The final close of Onex Partners IV LP, the fourth partnership of Canadian private equity firm Onex Corp, provides a timely example of this trend.
Fund IV has been wrapped up with US$5.15 billion in total capital committed. According to Onex, it is the largest fundraise in its history. Capital committed is also 14% more than Fund IV’s target of US$4.5 billion. That target was originally set below the US$4.7 billion raised by Onex Partners III LP in 2009.
As anticipated in a January report by Buyouts senior editor Steve Gelsi, Onex also completed its latest partnership well ahead of schedule. A mix of new and existing LPs signed on, including several major public employee pension plans and sovereign wealth funds.
The close of Onex Partners IV comes at a time of intensifying fund-raising in the U.S. market. Buyouts recently reported that American buyout, mezzanine and other PE firms took in US$39.1 billion in the first quarter, up 50% year over year. That’s on top of the US$185.8 billion raised in 2013—the fourth best annual tally on record.
2013 was also a banner year for Canadian buyout, mezzanine and other PE firms, which attracted $16.1 billion in capital commitments, the highest level since 2006. This activity appears to have been sustained in the early months of 2014, with fund closings announced by Annapolis Capital, Bonnefield Financial, Clairvest Group, Imperial Capital Group, Ironbridge Equity Partners and West Face Capital, to name only a few.

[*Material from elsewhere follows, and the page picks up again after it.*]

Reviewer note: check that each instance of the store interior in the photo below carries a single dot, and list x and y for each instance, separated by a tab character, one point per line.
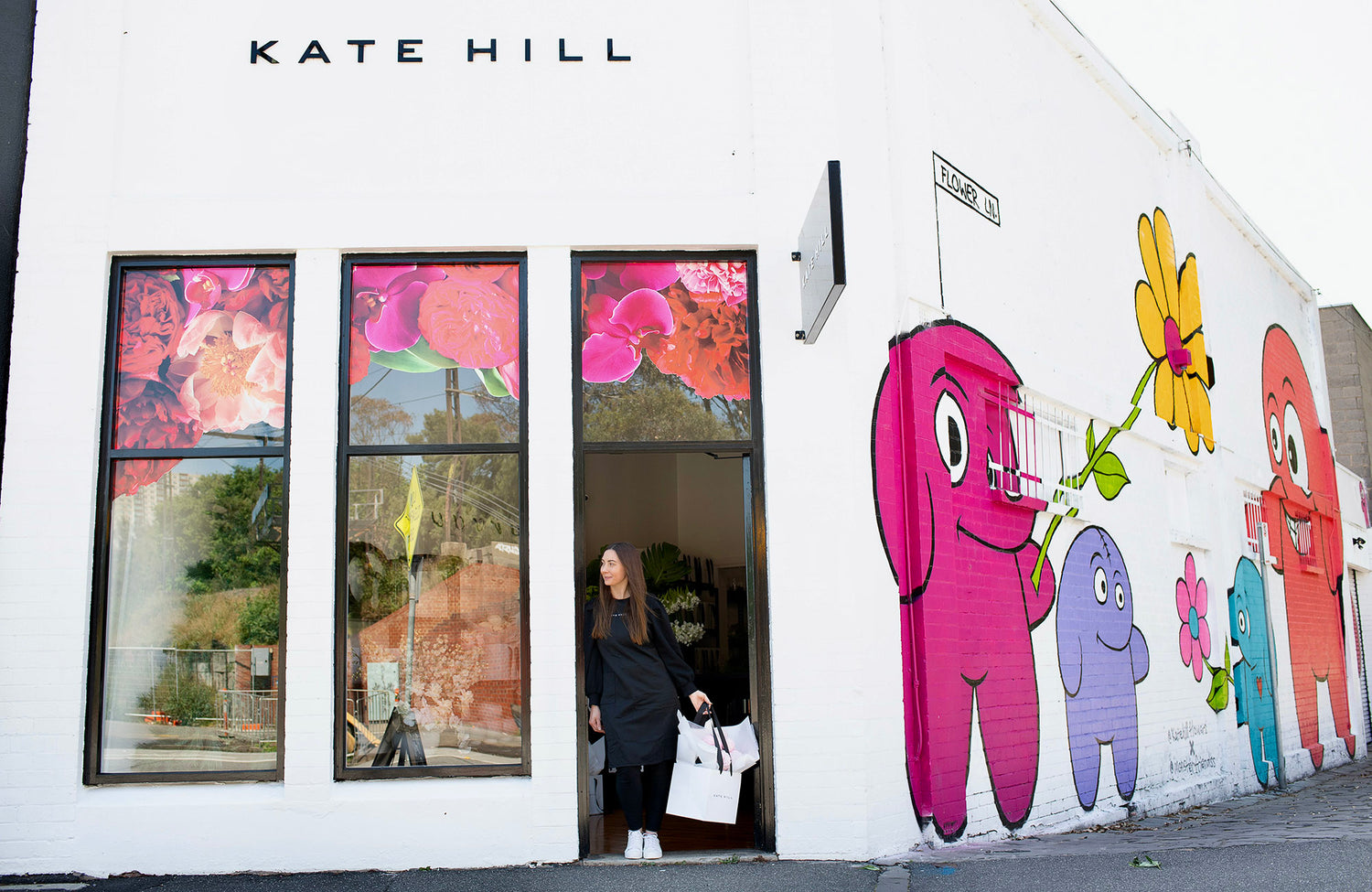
693	504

Like Onex Partners IV, many PE funds appear to be oversubscribed. As reported by peHUB Canada, Clairvest’s fifth partnership, Clairvest Equity Partners V, raised a remarkable 86% of its $600 million hard-cap target in its initial close. Jeff Parr, the firm’s co-CEO and managing director, attributed this success partly to the influence of higher public market values and stronger exits on fund-raising conditions.
Onex’s fund-raising doubtless benefited from a string of lucrative exit announcements. These include the pending sale of industrial conglomerate Gates Corp to Blackstone Group for US$5.4 billion. Upon the completion of the sale, Onex said it and Canada Pension Plan Investment Board will have received aggregate proceeds of around US$4.7 billion, resulting in a multiple on capital invested of about 2.2x and a return of about 26% per annum.
Onex is also in the process of selling The Warranty Group, a provider of extended warranty contracts, to TPG Capital. That transaction is valued at approximately US$1.5 billion.
Over its 30-year history, the firm has generated a gross internal rate of return of 28% and a gross multiple of 3.0x capital invested from realized, substantially realized and publicly traded investments.
With the the completion of its latest partnership, capital managed by the Toronto-based Onex totals US$21 billion.